Procedures for offering shares to the public of a joint-stock company in Vietnam
Offering shares to the public must go through a certain order and procedures. So how does the law of Vietnam regulate the procedure for offering shares to the public? Let’s find out with Lawyer X through the article below.
Legal grounds
– Enterprise Law 2020
– Securities Law 2019
What are shares?
Before learning about the procedure for offering shares to the public. Let’s find out with Lawyer X: What are shares?
Shares are essentially property rights expressed in shares, which are the smallest division of the company’s charter capital. Charter capital is divided into equal parts called shares. Individuals or organizations that own shares called shareholders.
– The value of each share (par value of shares) is decided by the company and recorded in the shares. The par value of the shares may differ from the offering price of the shares.
– Shares are the legal basis to prove their status as shareholders of the company regardless of whether they participate in the establishment of the company or not.
Types of shares offering
A share offering is an increase in the number of shares or types of shares that your company is entitled to offer to increase its charter capital.
An offer of shares may be made in the following forms:
– Offering shares to existing shareholders.
– Offering shares to the public.
What is a public offering of shares?
A public offering of shares is the offering of shares to investors or the use of advertising and public solicitation methods when making the offering.
If you want to offer shares, your company needs to carry out the procedures for offering shares to the public by regulations.
Procedures for offering shares to the public
Step 1: Register to offer shares to the public
Issuing organizations and shareholders of public companies, before offering securities to the public, must register with the State Securities Commission. Except in the following cases:
– public offering of shares to convert state-owned enterprises; one-member limited liability companies with 100% charter capital held by state-owned enterprises; public non-business units into joint-stock companies.
– Besides, the sale of shares according to the legally effective judgment or decision of the Court or the Arbitrator’s decision. Or the sale of a manager’s shares; recipient of assets in the event of bankruptcy or insolvency.

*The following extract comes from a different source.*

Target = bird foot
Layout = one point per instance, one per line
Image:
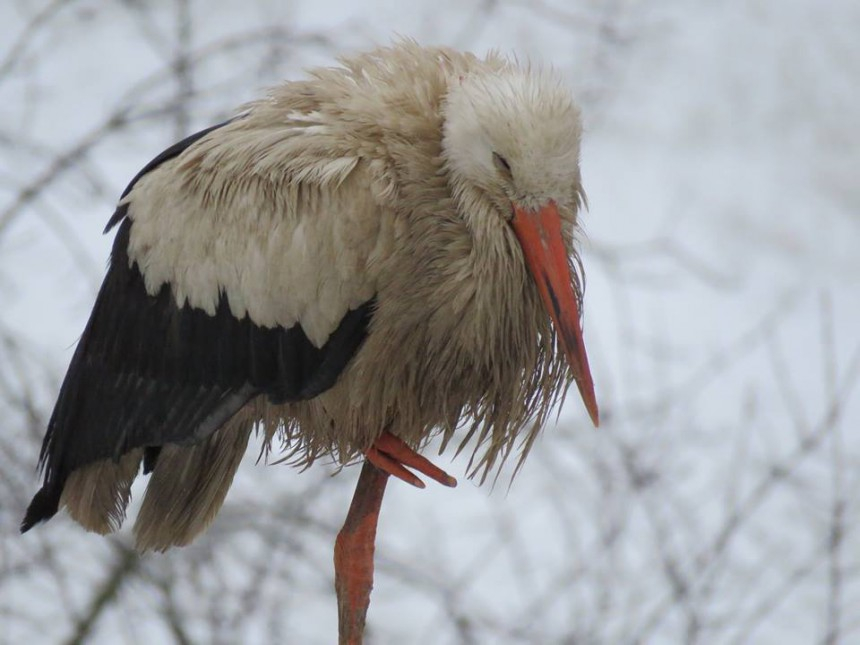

A dossier of registration for a public offering of shares includes:
– Registration certificate for the public offering of shares.
– Prospectus.
– Charter of the issuer.
– Moreover, the decision of the General Meeting of Shareholders to approve the issuance plan; the plan to use capital obtained from the offering, and the written commitment to the listing. Or register to trade shares on the stock trading system.
– Written commitment to meet regulations.

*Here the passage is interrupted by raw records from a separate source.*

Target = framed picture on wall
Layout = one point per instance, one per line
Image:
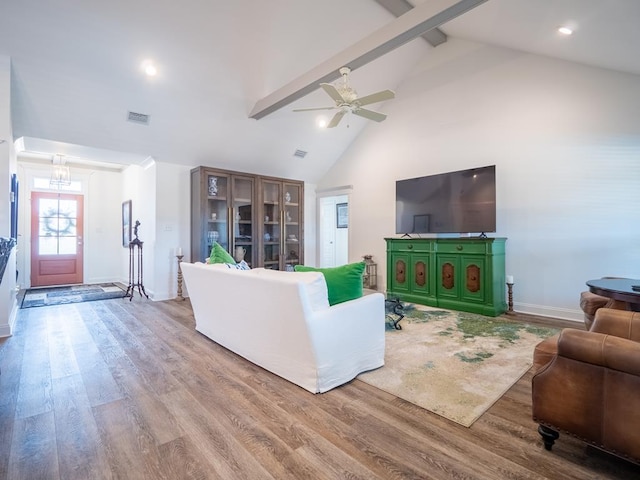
(126, 223)
(342, 215)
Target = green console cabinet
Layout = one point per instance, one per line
(457, 273)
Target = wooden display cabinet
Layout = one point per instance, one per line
(282, 213)
(254, 218)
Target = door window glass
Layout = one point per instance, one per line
(57, 229)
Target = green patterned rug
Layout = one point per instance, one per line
(455, 364)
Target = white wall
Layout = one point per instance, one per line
(8, 305)
(565, 139)
(173, 224)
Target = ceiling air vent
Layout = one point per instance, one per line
(140, 118)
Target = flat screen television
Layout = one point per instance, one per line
(453, 202)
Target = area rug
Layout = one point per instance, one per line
(454, 364)
(41, 297)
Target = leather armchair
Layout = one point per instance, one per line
(589, 387)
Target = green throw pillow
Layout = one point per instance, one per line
(220, 255)
(343, 283)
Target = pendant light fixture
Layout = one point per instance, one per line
(60, 175)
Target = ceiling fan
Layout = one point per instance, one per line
(347, 100)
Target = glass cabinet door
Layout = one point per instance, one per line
(217, 211)
(292, 222)
(271, 224)
(243, 221)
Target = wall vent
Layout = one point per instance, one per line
(140, 118)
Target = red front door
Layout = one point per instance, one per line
(56, 239)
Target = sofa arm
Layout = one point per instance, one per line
(600, 349)
(620, 323)
(349, 334)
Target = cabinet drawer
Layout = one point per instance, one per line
(410, 246)
(464, 247)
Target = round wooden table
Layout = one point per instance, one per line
(618, 289)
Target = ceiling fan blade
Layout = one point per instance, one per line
(370, 114)
(315, 108)
(377, 97)
(332, 91)
(336, 119)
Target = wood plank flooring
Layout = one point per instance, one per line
(129, 390)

– The written commitment of major shareholders before the time of the initial public offering of shares of the issuer to jointly hold at least 20% of the charter capital of the issuer for at least 1 year from the closing date of the offering
– Consulting contract for the registration of public offering of shares with a securities company.
– Similarly, written confirmation of the bank; foreign bank branches on opening an escrow account to receive money to buy shares of the offering.
– Lastly, underwriting commitment (if any).
Step 2: Disclosure before offering
Within 30 days from the date of receipt of a complete and valid application for registration of a public offering of securities. The State Securities Commission shall issue the Certificate of Registration of a Public Offering of Securities. In case of refusal, it must reply in writing and clearly state the reason.
Besides, within 07 days from the effective date of the above registration certificate. The issuer must publish the Notice of Release on 01 electronic newspaper or printed newspaper in 03 consecutive issues.
Step 3: Distribution of securities
The distribution of securities must ensure fairness and publicity; ensure the minimum time limit for investors to register to buy securities is 20 days. Except for the case that the securities offered for sale covered warrants; This deadline must state in the Release Notice.
So, the distribution of securities must be completed within 90 days; from the effective date of the Certificate of Registration for the Public Offering of Securities.
The report on the results of the offering to the State Securities Commission must complete within 10 days; from the closing date of the offering. At the same time, the written confirmation of the bank attached; a branch of the foreign bank where the escrow account opened on the proceeds from the offering.
Related article:
Conditions for securities offering according to Vietnamese law
What is the difference between shares and stocks?
Frequently asked questions
Shares are considered to have been sold when full payment is made and the required information about the purchaser is fully recorded in the register of shareholders. From that point on, the person buying the shares becomes the shareholder of the company.
The State Securities Commission has the right to suspend a public offering of securities for a maximum of 60 days in the following cases:
1. An application file for registration of a public offering of securities contains false information or omits important contents that may affect investment decisions and cause damage to investors.
2. The distribution of securities did not comply with regulations.